Menteri Tito mengatakan pemberian THR dan gaji 13 bagi lingkungan pemerintah daerah juga wajib memperhatikan kemampuan fiskal daerah.
Menteri Tito pun berkomitmen untuk mengawal tindak lanjut dari kebijakan THR dan gaji 13 di tingkat daerah.
“Bagi pemerintah daerah yang belum menyediakan atau belum mencukupi alokasi anggaran untuk pembayaran THR dan gaji 13 dalam APBD 2024, maka pemda diminta segera menyediakan dengan mengoptimalkan belanja pegawai atau pergeseran anggaran melalui perubahan APBD sehingga tetap dapat dianggarkan dalam perda yang mengatur perubahan APBD 2024,” ungkapnya, saat Konferensi Pers Pemberian THR dan Gaji 13 Tahun 2024 di Kantor Kementerian Keuangan, Jakarta, Jumat 15 Maret 2024.

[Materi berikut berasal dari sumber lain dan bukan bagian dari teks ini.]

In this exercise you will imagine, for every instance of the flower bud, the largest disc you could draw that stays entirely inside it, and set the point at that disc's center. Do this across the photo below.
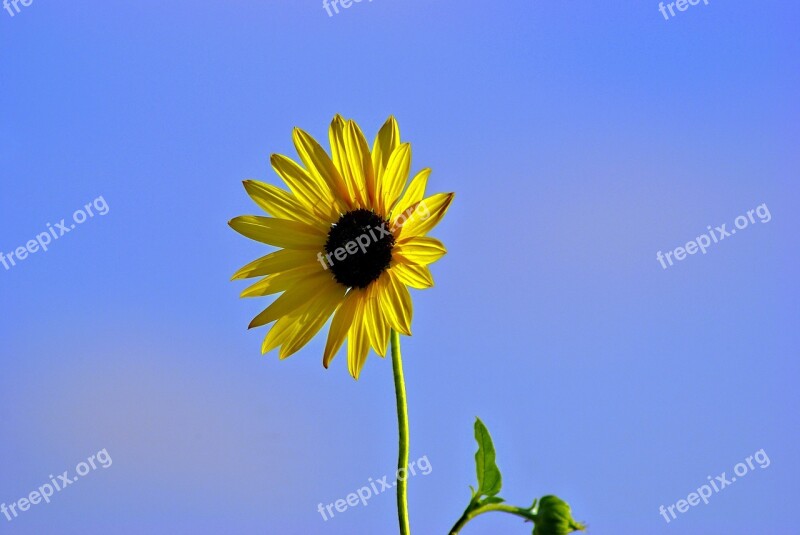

Apakah Perangkat Desa Dapat THR ?
Pemerintah memastikan perangkat desa dan honorer tidak mendapatkan tunjangan hari raya (THR) dan gaji ke-13 tahun 2024 ini.
Menteri Dalam Negeri Tito Karnavian menjelaskan perangkat desa, termasuk kepala desa, tidak termasuk aparatur sipil negara (ASN) sebagaimana yang diatur undang-undang. Oleh sebab itu, Pemerintah tidak menganggarkan THR untuk kelompok tersebut.
“Perangkat desa memang aturannya tidak ada, dalam undang-undang bukan ASN. Oleh karena itu, tidak termasuk dalam pemberian tunjangan hari raya yang diberikan pemerintah,” kata Tito saat konferensi pers, di Jakarta, Jumat seperti dilansir Antara.
Namun, berdasarkan pengalaman sebelumnya, perangkat desa menerima THR yang anggarannya diambil dari dana desa.
Tito mengatakan ketentuan tersebut akan dibahas lebih lanjut bersama asosiasi dan Menteri Keuangan Sri Mulyani Indrawati.
“Nanti akan kami bicarakan dengan asosiasi, atau Menteri Keuangan kalau ada pendapat lain. Kita prinsipnya ingin menyejahterakan, tapi jangan memberatkan dana desa,” ujar Tito lagi.
Apakah Tenaga Honorer Dapat THR ?
Sementara itu, Menteri Pendayagunaan Aparatur Negara dan Reformasi Birokrasi Abdullah Azwar Anas menyatakan tenaga honorer juga tidak mendapatkan THR dan gaji ke-13, kecuali tenaga honorer yang telah diangkat menjadi Pegawai Pemerintah dengan Perjanjian Kerja (PPPK).
“Kami sampaikan honorer tidak dapat THR dan gaji ke-13,” ujar Anas.